Acquisition of insulation maker

Cash-strapped Superglass sold to Russian rival

Ken MunroScottish insulation company Superglass is being acquired in an £8.7 million recommended cash offer by a Russian rival.

The loss-making manufacturer of glass wool, based in Stirling, is being acquired by Moscow based Inflection, part of Russian tycoon Sergey Kolesnikov’s TechnoNICOL  group, one of the world’s largest insulation makers.

The Superglass board said that despite making progress through a turnaround plan it could not see a future as an independent company.

In a statement to the stock exchange it admitted to the pressures it was under and how a sale of the business to a large rival had become the best solution.

It said its status as a quoted company meant its trading position was always open to public scrutiny and this has worked against it.

It would need to raise more finance, not least to replace its only furnace, and this could not be guaranteed.

The government’s withdrawal of an energy-efficiency scheme was already having an effect on demand and the uncertainty following the Brexit decision made matters worse.

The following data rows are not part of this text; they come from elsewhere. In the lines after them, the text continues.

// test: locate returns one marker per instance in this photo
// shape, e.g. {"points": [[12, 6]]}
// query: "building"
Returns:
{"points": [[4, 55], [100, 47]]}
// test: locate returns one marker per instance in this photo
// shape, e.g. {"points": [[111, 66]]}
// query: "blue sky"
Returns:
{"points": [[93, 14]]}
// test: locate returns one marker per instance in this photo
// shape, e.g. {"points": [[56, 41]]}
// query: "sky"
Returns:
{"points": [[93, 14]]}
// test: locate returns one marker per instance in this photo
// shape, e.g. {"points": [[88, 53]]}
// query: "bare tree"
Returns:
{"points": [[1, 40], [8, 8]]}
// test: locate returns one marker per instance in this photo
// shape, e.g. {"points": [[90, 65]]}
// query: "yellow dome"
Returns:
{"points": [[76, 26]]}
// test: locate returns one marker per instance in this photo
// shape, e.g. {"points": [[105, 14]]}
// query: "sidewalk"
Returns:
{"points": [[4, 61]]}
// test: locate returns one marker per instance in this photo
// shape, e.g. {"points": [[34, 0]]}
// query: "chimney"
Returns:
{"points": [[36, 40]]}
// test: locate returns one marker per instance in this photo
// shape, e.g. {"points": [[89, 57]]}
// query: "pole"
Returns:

Inflection is committed to the management and 150-strong workforce and says it has investment plans including a major distribution deal for TechnoNICOL products through Superglass.

The remuneration committee of Superglass has also agreed that CEO Ken Munro (pictured), former finance director Chris Lea and production director Mark Atherton will each be entitled to a cash bonus equivalent to 20% of their respective annual base salaries, representing £35,000, £26,000 and £22,000 respectively.

Mr Kolesnikov, the sole shareholder of Inflection, who is also the president and managing partner of the TechnoNICOL group of companies, considers Superglass to be “a good strategic fit for a potential commercial partnership with the TechnoNICOL group”, giving his company a presence in the UK and Irish insulation markets.

He believes Superglass is likely, over time, to become the leading distributor of TechnoNICOL Construction’s products in the region.

In a statement to the stock exchange, Superglass says the Offer will also enable Superglass it to benefit from the “financial support and certainty that Inflection is able to provide”

In addition, it said the offer gives all Superglass shareholders the opportunity to exit at a substantial premium, thereby removing the uncertainty that they may otherwise be subject to, given the relative illiquidity in the shares as well as the relatively volatile share price over the past two years.

The  5.6p per share bid represents a 114% premium to last night’s closing price of 2.62p.

Superglass’s main shareholder, holding 38% of the company is backing the offer which has irrevocables totalling 63%.

> Daily Business comment: The takeover will provide Superglass with the capital certainty it requires to survive and thrive in a market suffering from overcapacity.

Its statement about the need for refinancing by a rival confirms comments about the benefits of foreign takeovers made on this website this week following the ARM Holdings acquisition.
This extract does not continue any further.